Talent exodus making ACL tougher for Japan's clubsBy JOHN DUERDEN , Associated Press
Apr. 22, 2013 2:38 AM ET
While Japan's national team is on course to become the first to qualify for the 2014 World Cup, Japanese clubs are finding the 2013 Asian Champions League much harder to handle with three of four representatives far from certain of advancing to the second round.
Having top talent heading to Europe in increasing numbers may have helped Japan in the international arena, including a win over France in Paris last year, but the exodus of players has made it more difficult for domestic clubs to compete closer to home against South Korea and, increasingly, China.
Japan has had only one representative in the ACL quarterfinal stage in the last three years — eight Korean clubs have reached the quarterfinals during the same period — making the penultimate round of the group stage vital for J-League clubs this week.
Only Kashiwa Reysol appears almost certain to finish in the top two in its group and secure a place in the knockout stage. The 2011 J-League champion won three of its first four group games, which is one more victory than Sanfrecce Hiroshima, Vegalta Sendai and Urawa Reds have managed collectively.
Urawa hosts Chinese champion Guangzhou Evergrande in the biggest clash of the week. Guangzhou is full of stars and is under the direction of 2006 World Cup winning coach Marcello Lippi. Urawa, which won the 2007 Asian title, knows that anything less than a win is likely to seal its elimination.
"I still think that we can progress to the next round," Urawa's Serbian coach Mihailo Petrovic said. "We have a tough game against Guangzhou but we are ready for it."
A draw will be enough for Lippi and his men to book a place in the last 16, and they're cautiously optimistic.
"We are at top, but the situation of this group can change easily," he said.
Sendai recovered from a poor start to defeat FC Seoul of South Korea in the previous round, its first ever win in the ACL tournament. The 2012 J-League runner-up faces a tough task to Buriram United of Thailand.
The group is tight, with only three points separating FC Seoul in first place and China's Jiangsu Sainty in fourth.
The biggest disappointment for Japanese fans this season has been Hiroshima. The reigning J-League champion has collected just one point from the first four games. The Purple Archers can postpone its inevitable elimination with a win at home over group leader Bunyodkor of Uzbekistan.
Bunyokdor can progress with a win, and so can Pohang Steelers, the most successful team in Asian history with three titles.
Kashiwa Reysol was Japan's best performer in the 2012 tournament when it reached the second round and needs a draw at home against China's Guizhou Renhe to do the same in 2013.

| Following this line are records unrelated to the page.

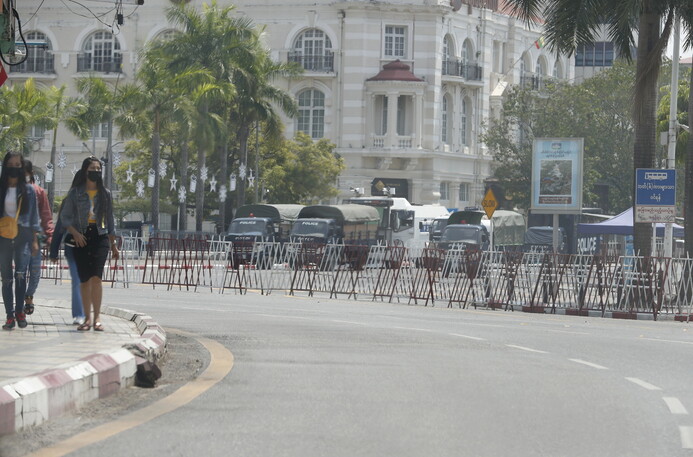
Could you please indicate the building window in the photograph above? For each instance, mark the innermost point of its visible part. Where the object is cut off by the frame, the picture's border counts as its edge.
(599, 54)
(395, 41)
(40, 58)
(444, 190)
(101, 52)
(311, 113)
(313, 51)
(464, 120)
(463, 195)
(444, 120)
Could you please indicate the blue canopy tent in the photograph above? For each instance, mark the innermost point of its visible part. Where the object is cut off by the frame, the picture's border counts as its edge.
(621, 224)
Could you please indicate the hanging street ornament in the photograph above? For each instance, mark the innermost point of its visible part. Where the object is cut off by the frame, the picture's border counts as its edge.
(49, 172)
(139, 188)
(62, 159)
(151, 177)
(117, 159)
(181, 194)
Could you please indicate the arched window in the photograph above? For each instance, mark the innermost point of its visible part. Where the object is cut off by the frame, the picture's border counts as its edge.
(445, 124)
(313, 51)
(101, 52)
(464, 121)
(311, 113)
(40, 58)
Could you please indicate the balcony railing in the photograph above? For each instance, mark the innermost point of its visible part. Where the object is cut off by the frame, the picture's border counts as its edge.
(532, 81)
(468, 71)
(109, 64)
(317, 63)
(40, 64)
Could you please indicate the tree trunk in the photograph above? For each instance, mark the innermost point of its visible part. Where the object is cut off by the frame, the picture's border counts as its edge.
(224, 151)
(155, 167)
(644, 113)
(183, 207)
(243, 134)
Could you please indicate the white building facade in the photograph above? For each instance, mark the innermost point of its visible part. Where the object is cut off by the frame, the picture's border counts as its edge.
(402, 87)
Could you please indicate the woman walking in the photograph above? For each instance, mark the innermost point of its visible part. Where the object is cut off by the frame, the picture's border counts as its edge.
(87, 216)
(18, 237)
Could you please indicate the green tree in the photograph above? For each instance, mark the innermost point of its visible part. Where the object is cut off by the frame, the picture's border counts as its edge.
(569, 23)
(300, 170)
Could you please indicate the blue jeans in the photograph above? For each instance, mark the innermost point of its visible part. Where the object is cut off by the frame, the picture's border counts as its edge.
(19, 251)
(77, 308)
(34, 273)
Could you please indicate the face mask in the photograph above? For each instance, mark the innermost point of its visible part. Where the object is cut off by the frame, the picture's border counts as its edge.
(14, 172)
(94, 176)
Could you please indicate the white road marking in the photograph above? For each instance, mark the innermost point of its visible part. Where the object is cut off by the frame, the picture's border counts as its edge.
(467, 336)
(522, 348)
(589, 364)
(675, 405)
(686, 436)
(643, 384)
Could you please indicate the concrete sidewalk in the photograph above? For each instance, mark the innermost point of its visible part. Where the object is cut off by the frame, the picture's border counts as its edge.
(49, 367)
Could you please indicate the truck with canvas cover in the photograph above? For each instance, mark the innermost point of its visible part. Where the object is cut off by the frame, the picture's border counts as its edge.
(334, 224)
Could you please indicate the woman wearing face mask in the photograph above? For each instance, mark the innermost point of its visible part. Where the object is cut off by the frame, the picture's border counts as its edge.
(18, 201)
(87, 216)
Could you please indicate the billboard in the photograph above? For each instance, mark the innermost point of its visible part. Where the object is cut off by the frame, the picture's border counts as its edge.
(557, 175)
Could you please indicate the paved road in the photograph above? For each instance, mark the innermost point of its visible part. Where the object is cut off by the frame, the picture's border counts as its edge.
(319, 377)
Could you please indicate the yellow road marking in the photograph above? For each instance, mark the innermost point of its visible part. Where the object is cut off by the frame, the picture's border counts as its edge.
(220, 364)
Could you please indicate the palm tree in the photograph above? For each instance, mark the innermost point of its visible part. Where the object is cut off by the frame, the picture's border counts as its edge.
(215, 41)
(569, 23)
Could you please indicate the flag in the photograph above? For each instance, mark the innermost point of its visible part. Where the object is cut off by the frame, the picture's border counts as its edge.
(3, 75)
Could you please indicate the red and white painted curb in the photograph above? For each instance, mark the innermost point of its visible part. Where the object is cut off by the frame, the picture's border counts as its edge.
(48, 394)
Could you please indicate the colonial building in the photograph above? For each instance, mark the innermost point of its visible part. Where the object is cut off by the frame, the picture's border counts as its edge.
(403, 88)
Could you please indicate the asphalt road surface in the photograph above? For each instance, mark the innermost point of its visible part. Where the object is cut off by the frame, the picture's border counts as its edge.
(320, 377)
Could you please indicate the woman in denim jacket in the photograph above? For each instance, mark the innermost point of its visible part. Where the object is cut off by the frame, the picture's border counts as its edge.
(87, 216)
(17, 195)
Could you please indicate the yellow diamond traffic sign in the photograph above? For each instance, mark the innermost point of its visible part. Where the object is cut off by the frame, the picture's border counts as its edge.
(489, 203)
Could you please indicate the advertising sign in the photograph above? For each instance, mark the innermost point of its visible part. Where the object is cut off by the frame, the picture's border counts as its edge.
(557, 176)
(655, 195)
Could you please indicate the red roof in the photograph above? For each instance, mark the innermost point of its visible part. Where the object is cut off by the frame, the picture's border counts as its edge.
(395, 71)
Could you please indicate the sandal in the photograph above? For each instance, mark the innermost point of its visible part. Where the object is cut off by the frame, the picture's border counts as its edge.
(84, 327)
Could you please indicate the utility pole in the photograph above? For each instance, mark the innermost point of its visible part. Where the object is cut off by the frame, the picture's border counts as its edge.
(673, 111)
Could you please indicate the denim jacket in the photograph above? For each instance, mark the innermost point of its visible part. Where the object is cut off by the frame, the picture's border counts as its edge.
(76, 212)
(28, 219)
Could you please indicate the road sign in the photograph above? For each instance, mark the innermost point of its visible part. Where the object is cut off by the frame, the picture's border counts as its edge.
(489, 203)
(655, 195)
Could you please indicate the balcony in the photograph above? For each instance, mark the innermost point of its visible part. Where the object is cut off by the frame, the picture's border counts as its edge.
(43, 64)
(314, 63)
(102, 64)
(468, 71)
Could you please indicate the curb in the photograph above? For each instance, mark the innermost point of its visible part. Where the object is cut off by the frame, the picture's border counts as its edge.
(50, 393)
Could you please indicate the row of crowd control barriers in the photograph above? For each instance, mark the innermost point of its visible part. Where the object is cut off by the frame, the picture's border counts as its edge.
(531, 281)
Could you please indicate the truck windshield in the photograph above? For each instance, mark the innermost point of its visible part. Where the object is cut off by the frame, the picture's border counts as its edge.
(309, 228)
(247, 227)
(461, 234)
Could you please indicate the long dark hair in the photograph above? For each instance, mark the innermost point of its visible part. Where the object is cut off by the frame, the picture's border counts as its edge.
(21, 184)
(102, 196)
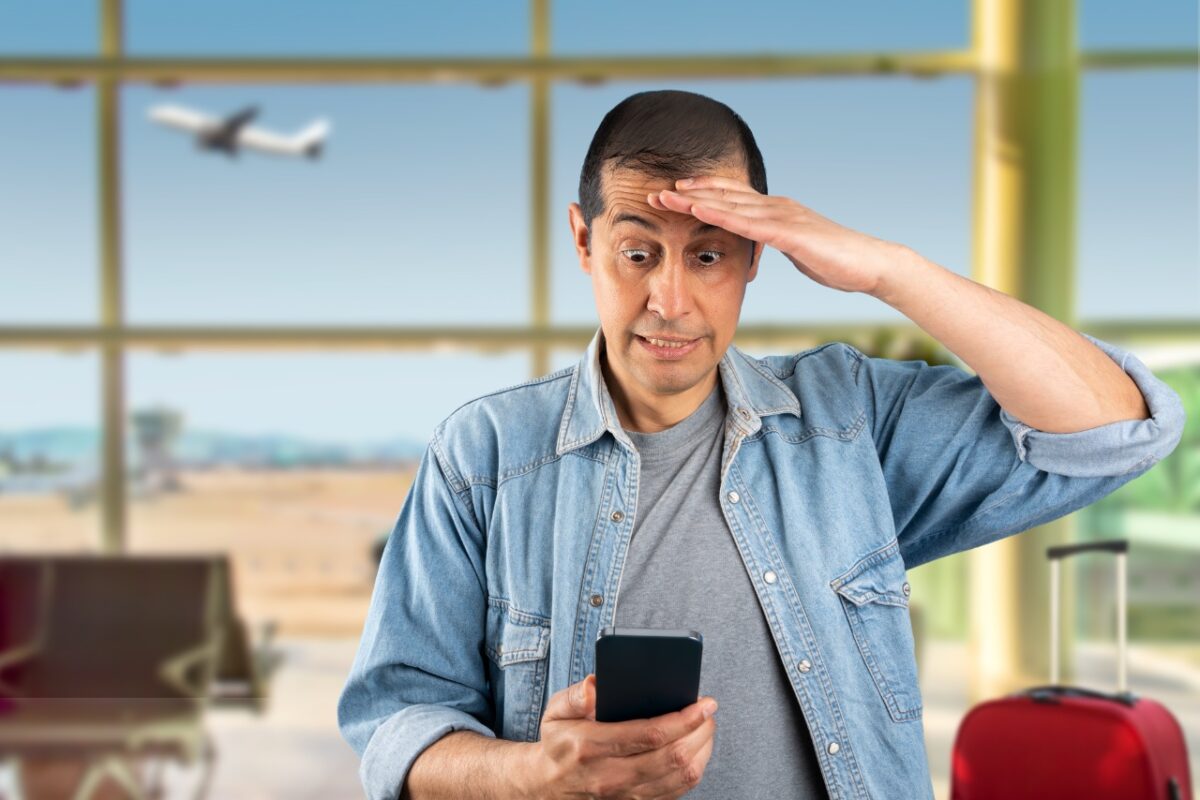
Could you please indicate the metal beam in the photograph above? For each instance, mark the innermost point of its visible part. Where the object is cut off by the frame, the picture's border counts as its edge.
(588, 70)
(235, 70)
(108, 124)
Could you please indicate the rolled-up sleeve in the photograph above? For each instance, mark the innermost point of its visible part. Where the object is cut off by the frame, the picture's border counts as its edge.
(1113, 449)
(960, 471)
(419, 672)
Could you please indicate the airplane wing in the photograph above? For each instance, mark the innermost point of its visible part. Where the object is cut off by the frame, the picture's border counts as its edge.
(267, 142)
(306, 143)
(184, 119)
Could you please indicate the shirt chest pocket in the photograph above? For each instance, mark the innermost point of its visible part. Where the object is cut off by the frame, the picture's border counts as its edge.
(875, 596)
(517, 645)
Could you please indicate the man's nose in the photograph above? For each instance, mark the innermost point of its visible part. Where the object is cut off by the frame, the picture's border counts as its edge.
(670, 296)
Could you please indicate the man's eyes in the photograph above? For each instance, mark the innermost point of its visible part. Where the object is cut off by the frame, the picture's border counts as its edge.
(643, 257)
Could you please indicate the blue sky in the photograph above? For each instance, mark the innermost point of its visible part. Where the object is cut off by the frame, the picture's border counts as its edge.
(419, 211)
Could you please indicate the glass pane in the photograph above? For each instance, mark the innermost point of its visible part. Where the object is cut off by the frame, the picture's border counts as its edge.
(889, 157)
(48, 236)
(327, 28)
(49, 451)
(709, 26)
(1139, 236)
(415, 214)
(297, 470)
(295, 465)
(1121, 24)
(49, 28)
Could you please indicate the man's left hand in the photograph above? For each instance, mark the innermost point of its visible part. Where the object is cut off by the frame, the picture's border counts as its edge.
(831, 254)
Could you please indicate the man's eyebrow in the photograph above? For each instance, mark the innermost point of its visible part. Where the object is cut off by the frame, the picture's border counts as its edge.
(625, 216)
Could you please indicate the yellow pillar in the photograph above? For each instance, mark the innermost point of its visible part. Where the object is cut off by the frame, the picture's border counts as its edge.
(111, 306)
(1026, 102)
(539, 185)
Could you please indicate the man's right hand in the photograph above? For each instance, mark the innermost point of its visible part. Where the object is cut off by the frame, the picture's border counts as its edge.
(579, 757)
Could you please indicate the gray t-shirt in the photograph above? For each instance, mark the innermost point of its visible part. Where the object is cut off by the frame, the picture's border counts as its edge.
(683, 571)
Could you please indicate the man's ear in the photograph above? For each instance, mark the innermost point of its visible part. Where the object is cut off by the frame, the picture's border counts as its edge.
(581, 236)
(755, 254)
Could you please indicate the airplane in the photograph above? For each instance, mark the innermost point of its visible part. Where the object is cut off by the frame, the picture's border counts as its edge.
(233, 132)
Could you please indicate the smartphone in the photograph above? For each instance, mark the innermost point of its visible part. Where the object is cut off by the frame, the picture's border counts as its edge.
(643, 672)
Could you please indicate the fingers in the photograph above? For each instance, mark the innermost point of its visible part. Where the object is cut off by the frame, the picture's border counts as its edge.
(679, 199)
(635, 737)
(682, 765)
(715, 181)
(576, 702)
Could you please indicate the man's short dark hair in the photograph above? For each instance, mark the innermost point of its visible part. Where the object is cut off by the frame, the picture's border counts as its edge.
(667, 133)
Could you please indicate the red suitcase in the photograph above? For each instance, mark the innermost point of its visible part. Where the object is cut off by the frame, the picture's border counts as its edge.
(1067, 743)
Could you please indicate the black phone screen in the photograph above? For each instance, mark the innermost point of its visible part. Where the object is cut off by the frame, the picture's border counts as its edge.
(642, 673)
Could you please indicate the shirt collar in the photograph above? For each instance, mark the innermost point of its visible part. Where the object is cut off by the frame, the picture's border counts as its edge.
(750, 390)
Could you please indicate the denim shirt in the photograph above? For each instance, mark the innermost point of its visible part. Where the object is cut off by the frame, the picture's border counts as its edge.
(839, 473)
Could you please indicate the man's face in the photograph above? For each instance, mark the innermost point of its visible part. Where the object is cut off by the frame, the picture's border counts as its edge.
(667, 287)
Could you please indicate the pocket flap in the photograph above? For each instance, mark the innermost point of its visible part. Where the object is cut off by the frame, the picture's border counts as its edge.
(515, 636)
(876, 578)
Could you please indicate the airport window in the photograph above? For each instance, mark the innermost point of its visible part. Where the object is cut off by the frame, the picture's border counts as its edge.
(48, 28)
(49, 452)
(325, 28)
(711, 26)
(48, 233)
(1138, 196)
(352, 236)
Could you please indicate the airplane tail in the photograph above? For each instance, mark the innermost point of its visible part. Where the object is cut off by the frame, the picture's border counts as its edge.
(311, 139)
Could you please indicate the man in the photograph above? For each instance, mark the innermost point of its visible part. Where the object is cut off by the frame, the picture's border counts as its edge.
(773, 505)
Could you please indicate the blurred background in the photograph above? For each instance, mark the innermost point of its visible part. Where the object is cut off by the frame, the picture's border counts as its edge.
(235, 360)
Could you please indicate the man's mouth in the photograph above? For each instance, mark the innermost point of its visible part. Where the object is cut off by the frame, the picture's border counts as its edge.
(667, 348)
(664, 342)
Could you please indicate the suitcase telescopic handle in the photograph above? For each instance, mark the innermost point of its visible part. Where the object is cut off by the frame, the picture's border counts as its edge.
(1119, 547)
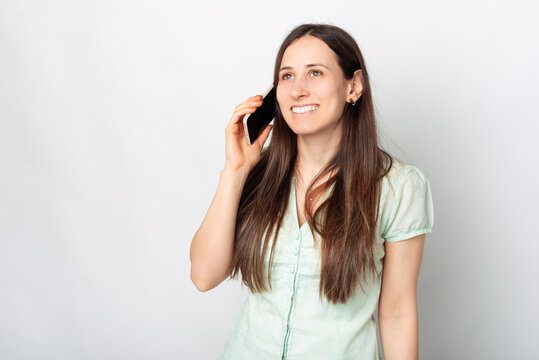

Central Coast Mariners are hoping to finish second behind Kashiwa but Australia's sole representative needs a result at Suwon Bluewings to achieve that. The long trip to Korea will not be easy for the Mariners only a couple of days after winning the A-League grand final with a 2-0 victory Sunday over Western Sydney Wanderers in front of 41,000 fans
Two teams from the western half of the draw — the 32 clubs in the tournament are split into two zones until the quarterfinals to reduce traveling time as much as possible — have already confirmed their places in the last 16.
Last season's runnerup Al Ahli and Al Shabab of Saudi Arabia can afford to sit back ahead of the start of the knockout stage to see which teams will join them. Al Gharafa of Qatar, recently joined by Australian star Harry Kewell, is almost there while Lekhwiya is sitting in good position in Group B along with Uzbekistan's Pakhtakor.
Group D is the tightest as leader Esteghlal of Iran is only three points ahead of Qatar's Al Rayyan in fourth.